NVIDIA / k8s-device-plugin

NVIDIA device plugin for Kubernetes
Apache License 2.0
2.5k stars 583 forks source link

0/3 nodes are available: 1 PodToleratesNodeTaints, 3 Insufficient nvidia.com/gpu. #22

Closed bleachzk closed 6 years ago

bleachzk commented 6 years ago

I deployed device-plugin container on k8s via the guide. But when i run tensorflow-notebook (By exeucte kubectl create -f tensorflow-notebook.yml),the pod was sill pending:

[root@mlssdi010001 k8s]# kubectl describe pod tf-notebook-747db6987b-86zts Name: tf-notebook-747db6987b-86zts .... Events: Type Reason Age From Message


Warning FailedScheduling 47s (x15 over 3m) default-scheduler 0/3 nodes are available: 1 PodToleratesNodeTaints, 3 Insufficient nvidia.com/gpu.

Pod info:

[root@mlssdi010001 k8s]# kubectl get pod --all-namespaces -o wide
NAMESPACE NAME READY STATUS RESTARTS AGE IP NODE
default tf-notebook-747db6987b-86zts 0/1 Pending 0 5s
.... kube-system nvidia-device-plugin-daemonset-ljrwc 1/1 Running 0 34s 10.244.1.11 mlssdi010003
kube-system nvidia-device-plugin-daemonset-m7h2r 1/1 Running 0 34s 10.244.2.12 mlssdi010002

Nodes info:

NAME STATUS ROLES AGE VERSION mlssdi010001 Ready master 1d v1.9.0 mlssdi010002 Ready 1d v1.9.0 (GPU Node,1 Tesla M40) mlssdi010003 Ready 1d v1.9.0 (GPU Node,1 Tesla M40)

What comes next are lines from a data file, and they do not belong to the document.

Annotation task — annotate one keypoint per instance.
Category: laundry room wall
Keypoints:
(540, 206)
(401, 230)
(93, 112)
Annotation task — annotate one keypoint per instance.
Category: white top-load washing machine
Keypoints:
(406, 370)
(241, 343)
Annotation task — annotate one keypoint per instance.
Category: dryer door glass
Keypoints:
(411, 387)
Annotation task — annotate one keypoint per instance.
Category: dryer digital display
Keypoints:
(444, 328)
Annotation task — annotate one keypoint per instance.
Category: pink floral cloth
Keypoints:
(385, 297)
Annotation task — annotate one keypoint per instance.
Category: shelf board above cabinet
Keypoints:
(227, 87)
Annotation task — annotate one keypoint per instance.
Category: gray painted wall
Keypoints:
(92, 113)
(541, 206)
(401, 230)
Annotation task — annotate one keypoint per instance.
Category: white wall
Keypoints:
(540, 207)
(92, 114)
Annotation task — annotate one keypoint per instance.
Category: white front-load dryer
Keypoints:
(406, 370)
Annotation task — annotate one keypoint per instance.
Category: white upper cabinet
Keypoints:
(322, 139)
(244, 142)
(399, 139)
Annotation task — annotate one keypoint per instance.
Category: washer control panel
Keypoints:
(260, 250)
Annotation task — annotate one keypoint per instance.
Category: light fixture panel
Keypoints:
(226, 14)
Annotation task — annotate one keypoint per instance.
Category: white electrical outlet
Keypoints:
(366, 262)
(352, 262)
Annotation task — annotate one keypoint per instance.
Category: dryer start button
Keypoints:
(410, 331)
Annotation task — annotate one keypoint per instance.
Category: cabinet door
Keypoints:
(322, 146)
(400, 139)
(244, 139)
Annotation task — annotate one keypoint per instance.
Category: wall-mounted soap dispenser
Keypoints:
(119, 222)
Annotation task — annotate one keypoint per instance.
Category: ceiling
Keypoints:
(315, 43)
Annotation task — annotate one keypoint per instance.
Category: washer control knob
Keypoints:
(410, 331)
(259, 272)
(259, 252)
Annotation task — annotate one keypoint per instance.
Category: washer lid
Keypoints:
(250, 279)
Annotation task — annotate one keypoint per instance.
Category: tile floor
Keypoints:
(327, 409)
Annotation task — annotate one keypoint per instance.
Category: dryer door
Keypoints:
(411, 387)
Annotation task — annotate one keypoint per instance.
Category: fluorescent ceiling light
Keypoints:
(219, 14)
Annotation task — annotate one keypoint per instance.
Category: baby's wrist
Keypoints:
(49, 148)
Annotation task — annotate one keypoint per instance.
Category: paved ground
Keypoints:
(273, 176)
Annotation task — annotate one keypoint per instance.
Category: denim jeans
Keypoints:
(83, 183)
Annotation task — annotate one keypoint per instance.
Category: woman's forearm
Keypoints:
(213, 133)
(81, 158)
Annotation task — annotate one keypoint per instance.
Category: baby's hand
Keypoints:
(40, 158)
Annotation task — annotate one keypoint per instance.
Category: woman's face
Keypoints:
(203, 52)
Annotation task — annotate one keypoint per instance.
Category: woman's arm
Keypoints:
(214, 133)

RenaudWasTaken commented 6 years ago

Hello!

Can you post the logs of the following:

bleachzk commented 6 years ago

description_of_nodes.txt logs_of_the_k8s-device-plugin_pods.txt

bleachzk commented 6 years ago

After edit /etc/docker/daemon.json as follow:

{ "exec-opts": ["native.cgroupdriver=systemd"], "default-runtime": "nvidia", "runtimes": { "nvidia": { "path": "/usr/bin/nvidia-container-runtime", "runtimeArgs": [] } } }

I get a new error:

[root@mlssdi010001 k8s]# kubectl logs nvidia-device-plugin-daemonset-qbdlh --namespace kube-system
2018/01/15 03:13:11 Loading NVML 2018/01/15 03:13:11 Fetching devices. nvidia-device-plugin: symbol lookup error: nvidia-device-plugin: undefined symbol: nvmlDeviceGetPciInfo_v3

pineking commented 6 years ago

@bleachzk see this comment https://github.com/NVIDIA/k8s-device-plugin/issues/19#issuecomment-355724269

RenaudWasTaken commented 6 years ago

Can you run the following on your GPU node while Kubelet is running (i.e: the node is in the k8s cluster) ?:

$ docker build -t nvidia/k8s-device-plugin:1.9 https://github.com/NVIDIA/k8s-device-plugin.git#v1.9
$ docker run --security-opt=no-new-privileges --cap-drop=ALL --network=none -it -v /var/lib/kubelet/device-plugins:/var/lib/kubelet/device-plugins nvidia/k8s-device-plugin:1.9
bleachzk commented 6 years ago

[root@mlssdi010003 k8s-device-plugin]# docker build -t nvidia/k8s-device-plugin:1.9 https://github.com/NVIDIA/k8s-device-plugin.git#v1.9 Sending build context to Docker daemon 7.56 MB Step 1/17 : FROM nvidia/cuda:9.0-base-ubuntu16.04 as build Error parsing reference: "nvidia/cuda:9.0-base-ubuntu16.04 as build" is not a valid repository/tag: invalid reference format

bleachzk commented 6 years ago

@pineking How to build k8s-device-plugin without docker?I tried to run command:

C_INCLUDE_PATH=/usr/local/cuda/include LIBRARY_PATH=/usr/local/cuda/lib64 go build

Get error as follow: error.log.txt

flx42 commented 6 years ago

What's your version of Go? And what's your version of Docker? I think you have old versions of both.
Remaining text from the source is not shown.